It's not a stretch to say that Natera, Inc.'s (NASDAQ:NTRA) price-to-sales (or "P/S") ratio of 11.6x right now seems quite "middle-of-the-road" for companies in the Biotechs industry in the United States, where the median P/S ratio is around 12.2x. While this might not raise any eyebrows, if the P/S ratio is not justified investors could be missing out on a potential opportunity or ignoring looming disappointment.
What Does Natera's Recent Performance Look Like?
With revenue growth that's inferior to most other companies of late, Natera has been relatively sluggish. One possibility is that the P/S ratio is moderate because investors think this lacklustre revenue performance will turn around. You'd really hope so, otherwise you're paying a relatively elevated price for a company with this sort of growth profile.
If you'd like to see what analysts are forecasting going forward, you should check out our free report on Natera.
How Is Natera's Revenue Growth Trending?
In order to justify its P/S ratio, Natera would need to produce growth that's similar to the industry.
Taking a look back first, we see that the company grew revenue by an impressive 39% last year. Pleasingly, revenue has also lifted 169% in aggregate from three years ago, thanks to the last 12 months of growth. So we can start by confirming that the company has done a great job of growing revenue over that time.
Looking ahead now, revenue is anticipated to climb by 19% each year during the coming three years according to the analysts following the company. With the industry predicted to deliver 212% growth each year, the company is positioned for a weaker revenue result.
In light of this, it's curious that Natera's P/S sits in line with the majority of other companies. Apparently many investors in the company are less bearish than analysts indicate and aren't willing to let go of their stock right now. These shareholders may be setting themselves up for future disappointment if the P/S falls to levels more in line with the growth outlook.
The Final Word
While the price-to-sales ratio shouldn't be the defining factor in whether you buy a stock or not, it's quite a capable barometer of revenue expectations.

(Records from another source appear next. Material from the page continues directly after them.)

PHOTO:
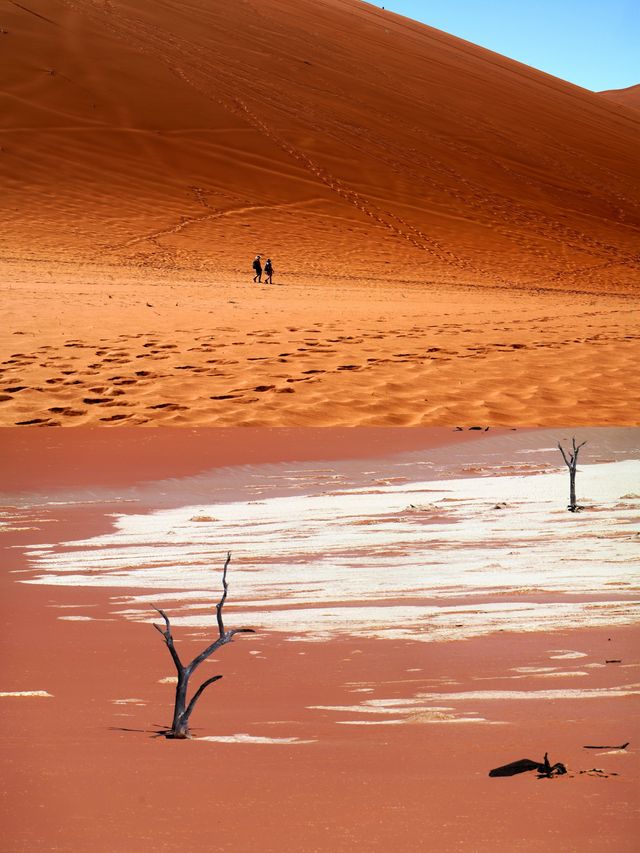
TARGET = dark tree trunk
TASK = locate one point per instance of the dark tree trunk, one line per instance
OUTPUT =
(571, 461)
(181, 710)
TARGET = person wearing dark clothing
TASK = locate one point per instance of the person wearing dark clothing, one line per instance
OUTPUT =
(257, 268)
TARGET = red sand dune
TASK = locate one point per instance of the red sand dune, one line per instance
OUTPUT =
(338, 137)
(629, 97)
(456, 233)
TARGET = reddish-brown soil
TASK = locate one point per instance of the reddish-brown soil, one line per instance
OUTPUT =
(455, 235)
(83, 773)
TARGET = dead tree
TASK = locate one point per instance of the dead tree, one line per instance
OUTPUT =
(571, 461)
(182, 711)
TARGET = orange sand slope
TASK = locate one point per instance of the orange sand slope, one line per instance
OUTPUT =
(335, 136)
(629, 97)
(105, 348)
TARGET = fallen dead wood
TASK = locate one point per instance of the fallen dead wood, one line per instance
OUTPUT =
(545, 769)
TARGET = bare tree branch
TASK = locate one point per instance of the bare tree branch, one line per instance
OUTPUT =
(198, 694)
(181, 712)
(561, 449)
(225, 587)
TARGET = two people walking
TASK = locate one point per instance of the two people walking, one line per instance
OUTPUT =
(257, 268)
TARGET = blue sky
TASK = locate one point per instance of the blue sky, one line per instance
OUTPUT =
(593, 43)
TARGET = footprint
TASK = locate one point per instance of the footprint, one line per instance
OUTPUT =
(170, 407)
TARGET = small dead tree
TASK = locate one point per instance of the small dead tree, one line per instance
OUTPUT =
(182, 711)
(571, 461)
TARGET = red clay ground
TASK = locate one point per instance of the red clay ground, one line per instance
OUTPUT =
(77, 779)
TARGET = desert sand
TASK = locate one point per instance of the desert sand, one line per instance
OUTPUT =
(454, 234)
(629, 97)
(321, 736)
(188, 352)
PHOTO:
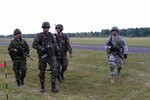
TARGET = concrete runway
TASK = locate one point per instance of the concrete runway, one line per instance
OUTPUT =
(98, 47)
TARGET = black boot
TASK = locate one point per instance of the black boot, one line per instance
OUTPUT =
(54, 87)
(59, 79)
(22, 81)
(42, 87)
(18, 83)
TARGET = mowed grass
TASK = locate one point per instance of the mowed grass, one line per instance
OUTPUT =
(134, 41)
(87, 78)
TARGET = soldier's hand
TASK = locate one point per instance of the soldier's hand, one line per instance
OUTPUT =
(125, 56)
(41, 48)
(112, 48)
(15, 50)
(70, 55)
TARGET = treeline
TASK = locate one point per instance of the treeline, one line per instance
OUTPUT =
(130, 32)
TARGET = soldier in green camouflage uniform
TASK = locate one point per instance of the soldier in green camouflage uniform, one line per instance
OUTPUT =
(17, 56)
(44, 43)
(64, 46)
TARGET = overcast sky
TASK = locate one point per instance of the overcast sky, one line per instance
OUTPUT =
(75, 15)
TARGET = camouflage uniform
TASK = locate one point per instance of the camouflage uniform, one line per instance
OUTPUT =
(18, 58)
(117, 51)
(64, 46)
(44, 43)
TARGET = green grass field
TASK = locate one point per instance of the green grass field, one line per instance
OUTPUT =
(141, 42)
(87, 78)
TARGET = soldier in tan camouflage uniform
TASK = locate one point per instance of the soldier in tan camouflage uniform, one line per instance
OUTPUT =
(44, 43)
(64, 47)
(17, 50)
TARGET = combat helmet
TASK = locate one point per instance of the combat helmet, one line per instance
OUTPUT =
(45, 25)
(59, 26)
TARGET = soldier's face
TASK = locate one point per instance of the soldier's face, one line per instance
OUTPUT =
(17, 36)
(58, 30)
(46, 29)
(114, 33)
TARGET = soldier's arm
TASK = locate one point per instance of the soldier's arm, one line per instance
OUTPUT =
(35, 43)
(27, 47)
(125, 47)
(107, 46)
(68, 45)
(10, 47)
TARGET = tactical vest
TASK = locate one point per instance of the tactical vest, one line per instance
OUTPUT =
(62, 42)
(46, 40)
(116, 43)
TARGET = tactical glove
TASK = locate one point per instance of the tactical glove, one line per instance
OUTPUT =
(41, 48)
(112, 48)
(125, 56)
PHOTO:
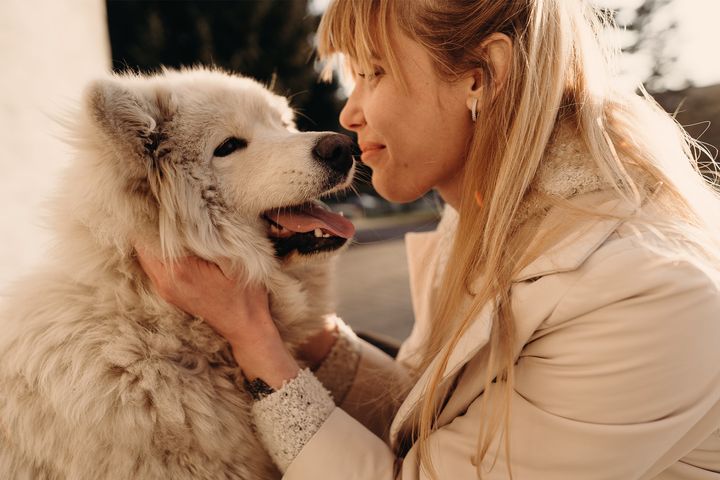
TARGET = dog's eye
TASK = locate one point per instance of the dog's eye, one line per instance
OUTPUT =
(229, 146)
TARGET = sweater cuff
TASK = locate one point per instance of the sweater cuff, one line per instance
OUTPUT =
(337, 371)
(287, 419)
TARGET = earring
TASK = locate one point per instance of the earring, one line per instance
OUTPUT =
(473, 110)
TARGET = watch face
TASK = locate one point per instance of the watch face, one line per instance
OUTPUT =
(258, 388)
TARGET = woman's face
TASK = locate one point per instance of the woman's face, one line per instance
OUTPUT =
(413, 140)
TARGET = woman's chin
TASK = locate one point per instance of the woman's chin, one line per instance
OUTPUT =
(394, 192)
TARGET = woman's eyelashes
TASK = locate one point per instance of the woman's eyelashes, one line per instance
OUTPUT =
(230, 145)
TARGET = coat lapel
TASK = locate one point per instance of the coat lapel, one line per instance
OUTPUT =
(566, 255)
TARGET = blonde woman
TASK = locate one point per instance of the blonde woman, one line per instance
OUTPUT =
(568, 306)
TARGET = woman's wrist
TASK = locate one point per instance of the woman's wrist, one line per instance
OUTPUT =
(316, 348)
(273, 365)
(263, 354)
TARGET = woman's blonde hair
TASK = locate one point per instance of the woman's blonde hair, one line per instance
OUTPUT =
(559, 73)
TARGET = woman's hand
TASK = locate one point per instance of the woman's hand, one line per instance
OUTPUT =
(238, 312)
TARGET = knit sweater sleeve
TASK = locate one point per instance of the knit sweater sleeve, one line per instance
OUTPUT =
(286, 419)
(365, 382)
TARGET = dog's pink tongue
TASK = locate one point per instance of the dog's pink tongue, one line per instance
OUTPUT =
(314, 217)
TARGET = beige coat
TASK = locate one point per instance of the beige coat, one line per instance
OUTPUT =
(618, 370)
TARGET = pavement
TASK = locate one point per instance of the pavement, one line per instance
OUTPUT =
(372, 282)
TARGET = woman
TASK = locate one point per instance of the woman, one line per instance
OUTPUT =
(567, 306)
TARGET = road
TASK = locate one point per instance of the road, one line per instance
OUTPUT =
(373, 289)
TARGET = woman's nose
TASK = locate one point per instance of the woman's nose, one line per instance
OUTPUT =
(351, 116)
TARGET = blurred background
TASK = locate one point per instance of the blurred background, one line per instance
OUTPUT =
(50, 49)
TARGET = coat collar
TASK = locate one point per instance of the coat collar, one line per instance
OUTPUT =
(565, 173)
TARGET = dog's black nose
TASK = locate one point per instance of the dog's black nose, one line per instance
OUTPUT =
(335, 151)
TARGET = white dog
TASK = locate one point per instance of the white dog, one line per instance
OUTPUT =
(99, 377)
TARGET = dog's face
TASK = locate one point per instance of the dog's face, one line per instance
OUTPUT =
(212, 164)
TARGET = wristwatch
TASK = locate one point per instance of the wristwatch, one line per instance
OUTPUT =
(257, 388)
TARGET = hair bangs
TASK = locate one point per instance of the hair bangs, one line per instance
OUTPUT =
(358, 31)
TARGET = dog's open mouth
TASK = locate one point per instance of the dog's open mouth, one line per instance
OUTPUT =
(308, 228)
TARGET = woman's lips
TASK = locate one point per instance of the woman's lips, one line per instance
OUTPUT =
(370, 150)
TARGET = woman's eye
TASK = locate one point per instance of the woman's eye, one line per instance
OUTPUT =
(229, 145)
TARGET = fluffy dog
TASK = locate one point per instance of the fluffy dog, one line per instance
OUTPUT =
(99, 377)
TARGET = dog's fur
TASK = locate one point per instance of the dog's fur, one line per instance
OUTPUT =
(99, 377)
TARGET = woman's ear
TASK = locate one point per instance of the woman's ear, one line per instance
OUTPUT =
(498, 50)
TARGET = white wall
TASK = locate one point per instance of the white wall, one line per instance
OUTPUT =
(49, 49)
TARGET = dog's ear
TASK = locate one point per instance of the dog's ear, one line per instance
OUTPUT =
(135, 119)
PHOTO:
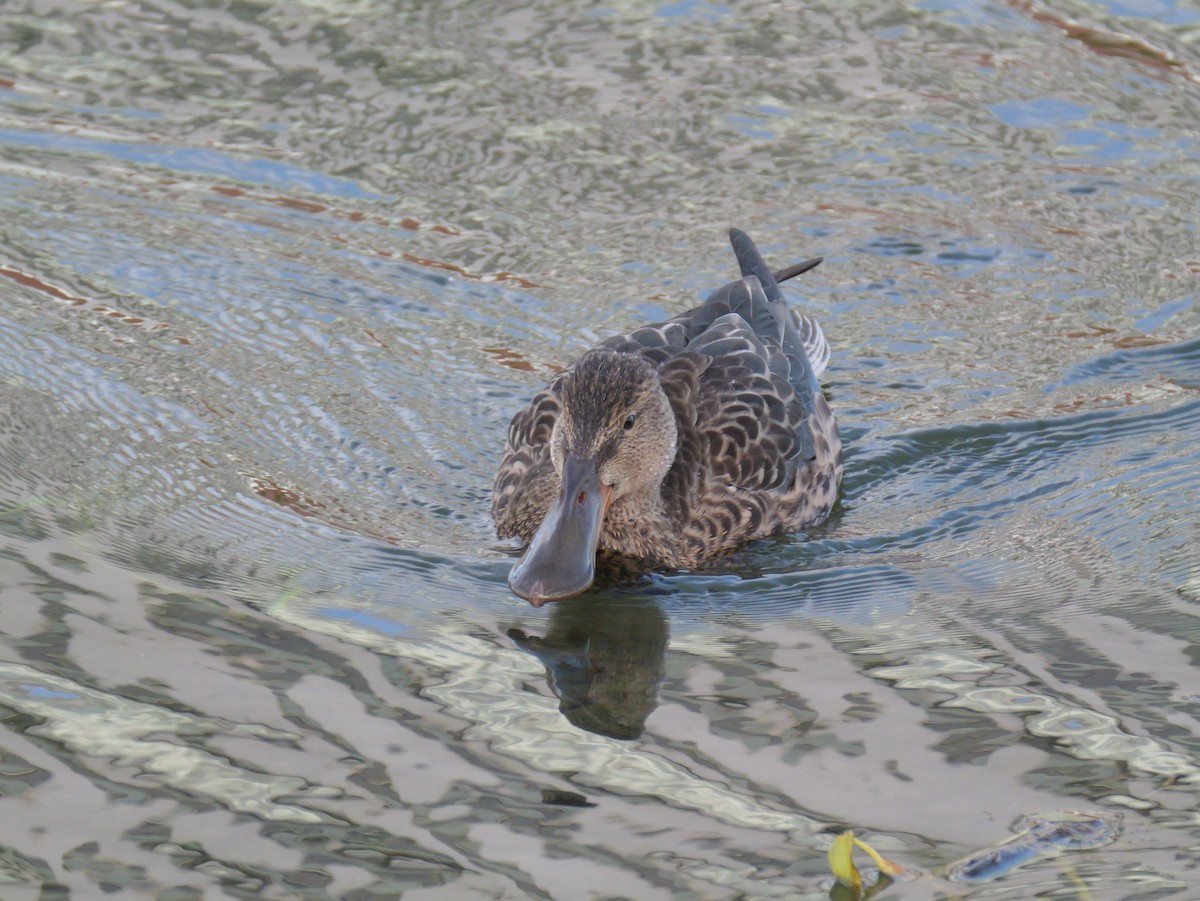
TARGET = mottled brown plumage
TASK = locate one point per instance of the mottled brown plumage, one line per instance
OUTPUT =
(676, 443)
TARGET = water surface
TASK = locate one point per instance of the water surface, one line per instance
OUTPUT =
(276, 275)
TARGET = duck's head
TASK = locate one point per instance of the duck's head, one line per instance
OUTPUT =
(613, 442)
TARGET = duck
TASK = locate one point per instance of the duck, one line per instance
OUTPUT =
(671, 445)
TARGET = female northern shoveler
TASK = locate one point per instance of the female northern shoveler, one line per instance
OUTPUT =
(675, 443)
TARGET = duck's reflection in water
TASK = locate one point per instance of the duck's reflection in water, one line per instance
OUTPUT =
(604, 660)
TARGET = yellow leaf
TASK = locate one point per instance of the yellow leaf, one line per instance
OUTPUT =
(887, 868)
(841, 862)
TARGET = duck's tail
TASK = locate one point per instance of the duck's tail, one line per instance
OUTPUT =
(795, 343)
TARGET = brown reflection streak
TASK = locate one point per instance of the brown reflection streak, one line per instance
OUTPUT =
(502, 276)
(310, 509)
(509, 358)
(31, 281)
(406, 223)
(1107, 43)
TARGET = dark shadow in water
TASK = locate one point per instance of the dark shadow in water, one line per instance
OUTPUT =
(603, 654)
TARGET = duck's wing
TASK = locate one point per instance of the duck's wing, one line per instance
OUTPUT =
(527, 481)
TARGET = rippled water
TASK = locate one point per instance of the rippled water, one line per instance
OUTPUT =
(274, 278)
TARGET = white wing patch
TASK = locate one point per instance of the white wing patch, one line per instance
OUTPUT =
(815, 343)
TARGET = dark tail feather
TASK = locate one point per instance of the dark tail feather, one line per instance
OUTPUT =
(753, 263)
(783, 275)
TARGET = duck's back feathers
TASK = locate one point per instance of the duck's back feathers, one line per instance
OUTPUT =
(757, 445)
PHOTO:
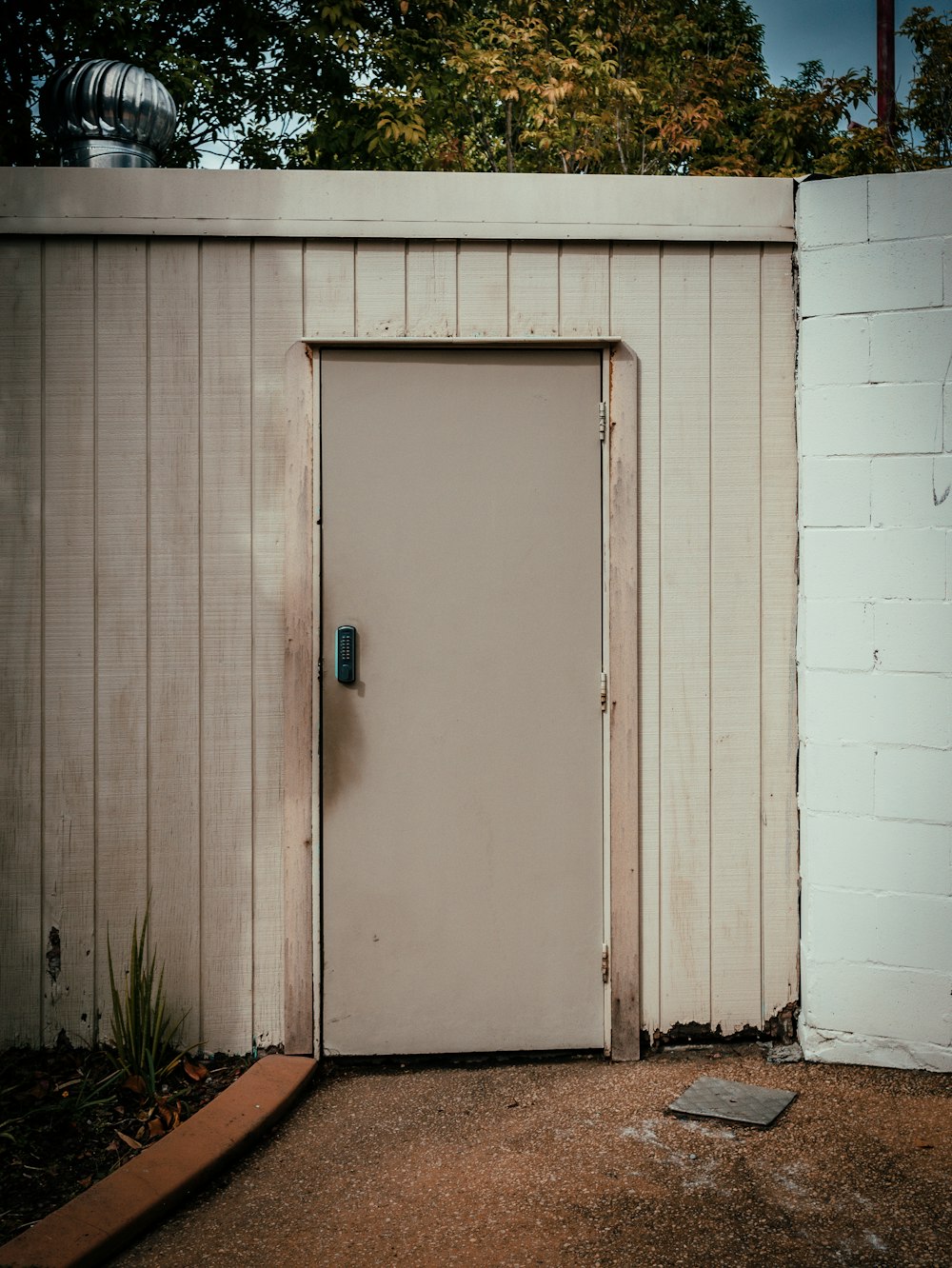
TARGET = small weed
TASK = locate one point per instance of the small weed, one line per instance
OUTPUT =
(145, 1035)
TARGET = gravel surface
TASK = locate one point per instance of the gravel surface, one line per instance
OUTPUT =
(577, 1163)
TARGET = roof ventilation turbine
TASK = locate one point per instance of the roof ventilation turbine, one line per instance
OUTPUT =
(107, 114)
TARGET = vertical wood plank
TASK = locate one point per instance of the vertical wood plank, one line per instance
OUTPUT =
(431, 288)
(20, 614)
(779, 719)
(381, 287)
(278, 317)
(534, 289)
(301, 771)
(735, 637)
(635, 312)
(122, 427)
(584, 289)
(174, 775)
(226, 644)
(483, 288)
(69, 641)
(684, 633)
(328, 289)
(623, 706)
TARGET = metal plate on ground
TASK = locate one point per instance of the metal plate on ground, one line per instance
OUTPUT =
(731, 1102)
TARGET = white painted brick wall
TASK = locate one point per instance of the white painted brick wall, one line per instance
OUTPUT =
(875, 637)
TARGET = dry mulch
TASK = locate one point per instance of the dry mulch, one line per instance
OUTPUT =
(68, 1119)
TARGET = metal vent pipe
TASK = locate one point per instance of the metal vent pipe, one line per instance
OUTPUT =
(107, 114)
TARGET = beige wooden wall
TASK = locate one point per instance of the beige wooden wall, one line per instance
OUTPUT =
(142, 602)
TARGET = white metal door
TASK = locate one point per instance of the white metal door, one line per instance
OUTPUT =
(462, 771)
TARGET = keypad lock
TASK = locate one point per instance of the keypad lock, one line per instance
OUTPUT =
(345, 661)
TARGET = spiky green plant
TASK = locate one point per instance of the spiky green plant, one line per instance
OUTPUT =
(145, 1034)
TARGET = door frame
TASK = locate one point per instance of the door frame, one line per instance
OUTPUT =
(302, 713)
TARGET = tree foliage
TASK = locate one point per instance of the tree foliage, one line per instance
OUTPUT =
(650, 87)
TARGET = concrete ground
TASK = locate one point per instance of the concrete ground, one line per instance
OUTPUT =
(577, 1163)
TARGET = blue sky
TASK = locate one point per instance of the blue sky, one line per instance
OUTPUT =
(840, 33)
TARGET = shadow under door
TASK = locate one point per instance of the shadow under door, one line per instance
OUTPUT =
(462, 768)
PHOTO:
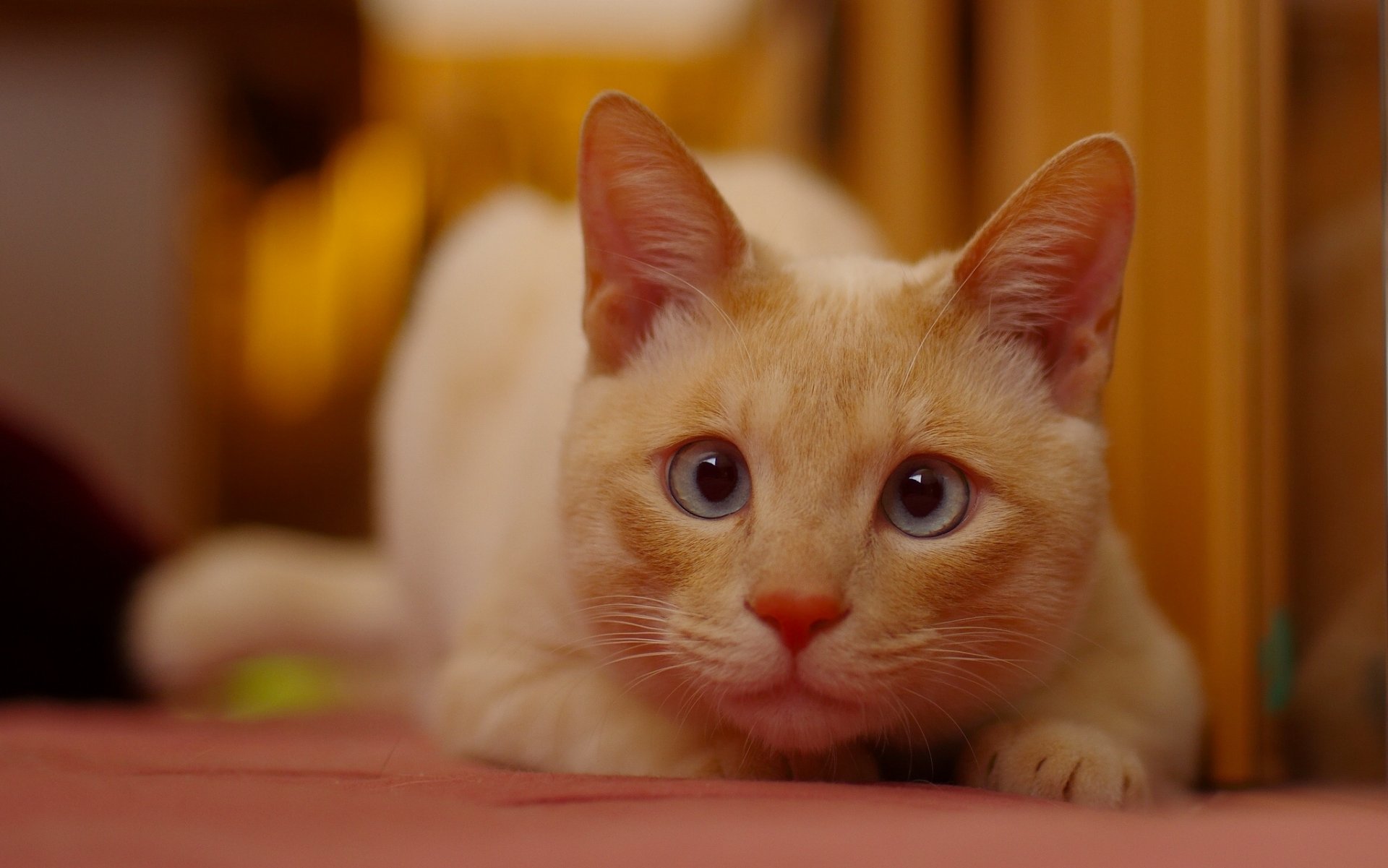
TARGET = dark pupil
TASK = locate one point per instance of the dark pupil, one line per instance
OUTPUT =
(920, 493)
(716, 477)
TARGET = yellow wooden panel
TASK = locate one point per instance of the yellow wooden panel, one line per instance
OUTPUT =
(1196, 403)
(904, 132)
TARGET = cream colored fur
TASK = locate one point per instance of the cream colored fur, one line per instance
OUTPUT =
(562, 613)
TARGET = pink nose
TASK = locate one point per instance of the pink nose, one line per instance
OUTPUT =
(797, 617)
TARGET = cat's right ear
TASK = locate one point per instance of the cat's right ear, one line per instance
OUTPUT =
(656, 231)
(1048, 267)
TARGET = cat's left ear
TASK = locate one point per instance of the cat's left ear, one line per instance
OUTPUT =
(1048, 265)
(656, 231)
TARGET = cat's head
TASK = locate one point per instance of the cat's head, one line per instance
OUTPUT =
(821, 499)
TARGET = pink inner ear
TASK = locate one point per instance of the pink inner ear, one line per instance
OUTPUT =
(656, 231)
(1048, 265)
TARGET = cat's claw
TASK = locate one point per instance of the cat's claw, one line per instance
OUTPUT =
(1055, 760)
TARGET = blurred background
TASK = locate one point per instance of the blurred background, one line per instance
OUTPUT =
(211, 212)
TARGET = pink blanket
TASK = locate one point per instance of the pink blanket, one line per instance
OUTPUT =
(110, 786)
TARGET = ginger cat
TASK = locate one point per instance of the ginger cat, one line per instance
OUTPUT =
(781, 508)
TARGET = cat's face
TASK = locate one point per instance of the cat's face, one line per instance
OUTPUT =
(828, 499)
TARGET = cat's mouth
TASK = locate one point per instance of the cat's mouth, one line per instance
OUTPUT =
(794, 716)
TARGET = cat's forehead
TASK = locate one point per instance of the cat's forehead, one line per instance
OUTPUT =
(862, 278)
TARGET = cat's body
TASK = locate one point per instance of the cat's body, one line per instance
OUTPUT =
(789, 510)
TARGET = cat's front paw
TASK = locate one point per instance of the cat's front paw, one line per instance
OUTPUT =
(1055, 760)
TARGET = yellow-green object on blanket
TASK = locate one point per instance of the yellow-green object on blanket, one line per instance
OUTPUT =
(282, 685)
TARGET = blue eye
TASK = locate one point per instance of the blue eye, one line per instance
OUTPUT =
(926, 497)
(708, 478)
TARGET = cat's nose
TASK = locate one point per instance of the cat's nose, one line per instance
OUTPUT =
(797, 617)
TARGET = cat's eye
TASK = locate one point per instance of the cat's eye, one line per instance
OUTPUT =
(926, 497)
(708, 478)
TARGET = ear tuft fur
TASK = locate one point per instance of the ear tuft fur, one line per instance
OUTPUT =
(1048, 265)
(656, 231)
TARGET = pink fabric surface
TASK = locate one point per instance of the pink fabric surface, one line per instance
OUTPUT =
(142, 788)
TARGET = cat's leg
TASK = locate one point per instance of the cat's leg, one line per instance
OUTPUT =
(1116, 726)
(534, 708)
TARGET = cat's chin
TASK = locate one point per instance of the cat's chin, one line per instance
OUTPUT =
(794, 718)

When you consider that Natera's revenue growth estimates are fairly muted compared to the broader industry, it's easy to see why we consider it unexpected to be trading at its current P/S ratio. At present, we aren't confident in the P/S as the predicted future revenues aren't likely to support a more positive sentiment for long. Circumstances like this present a risk to current and prospective investors who may see share prices fall if the low revenue growth impacts the sentiment.
You should always think about risks. Case in point, we've spotted 2 warning signs for Natera you should be aware of.
It's important to make sure you look for a great company, not just the first idea you come across. So if growing profitability aligns with your idea of a great company, take a peek at this free list of interesting companies with strong recent earnings growth (and a low P/E).